I picked this up two months ago because of the strong recommendations here on Prog Archives. I expected this to be a literal "fusion" of jazz (i.e., improvisation on stereotypical instruments like saxophone and, given the artist, trumpet) and rock (i.e., based on electric guitars, including bass guitars). That's not what Kind of Blue is; it's expertly played jazz. While the bassist, drummer, and pianist are given some freedom to improvise, they generally provide a foundation for trumpet and sax solos.

So my expectations about instrumentation got adjusted during my first listen to Kind of Blue. After that I tried to read up on "modal jazz," but I still can't tell you precisely how it differs from traditional jazz. At this point, I just kept spinning it and listening.

Sometimes, in order to analyze a musical work, I try to distinguish three aspects: the production, the performances, and the compositions. Since so much of Kind of Blue is improvised, it makes less sense to make fine distinctions between the latter two. Still, the blueprint for the five pieces on the album was worked out in advance, and that's got to be a major factor in the quality of the work, no matter how awesome the soloists were.

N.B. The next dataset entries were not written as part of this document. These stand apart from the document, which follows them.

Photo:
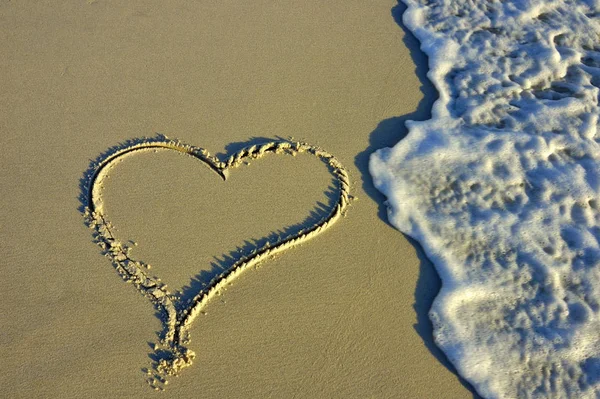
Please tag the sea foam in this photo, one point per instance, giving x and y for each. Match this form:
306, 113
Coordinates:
501, 188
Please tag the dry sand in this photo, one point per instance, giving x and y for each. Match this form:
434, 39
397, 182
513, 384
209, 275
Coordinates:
344, 315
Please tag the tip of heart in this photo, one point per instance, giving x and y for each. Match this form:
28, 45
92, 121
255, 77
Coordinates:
171, 355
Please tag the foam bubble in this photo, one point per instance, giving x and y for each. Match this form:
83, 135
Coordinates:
501, 187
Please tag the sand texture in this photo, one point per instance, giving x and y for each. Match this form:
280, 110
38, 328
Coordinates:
341, 315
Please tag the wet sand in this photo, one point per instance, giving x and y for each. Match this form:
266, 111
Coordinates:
344, 315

The performances are very good. My only quibble here is that some of the soloing emphasizes technique over musicality. But that's a minor complaint that could be leveled against most jazz albums, or fusion albums or rock albums. What really impressed me was the restraint shown by the support players - - specifically, what they don't play.

The production is also good. It's hard to believe that Kind of Blue was recorded sixty years ago. When only the drums, bass, and piano are playing, it sounds like I'm right there on the stage. The reverb on the soloing instruments separates them a bit from the backing, which struck me as odd at first. But I'm used to it now.

So, four stars for an excellent album - - an excellent jazz album. Unless I'm missing something, though, this isn't a progressive-rock album. Nonetheless, I'd recommend it, without reservation, to any music fan.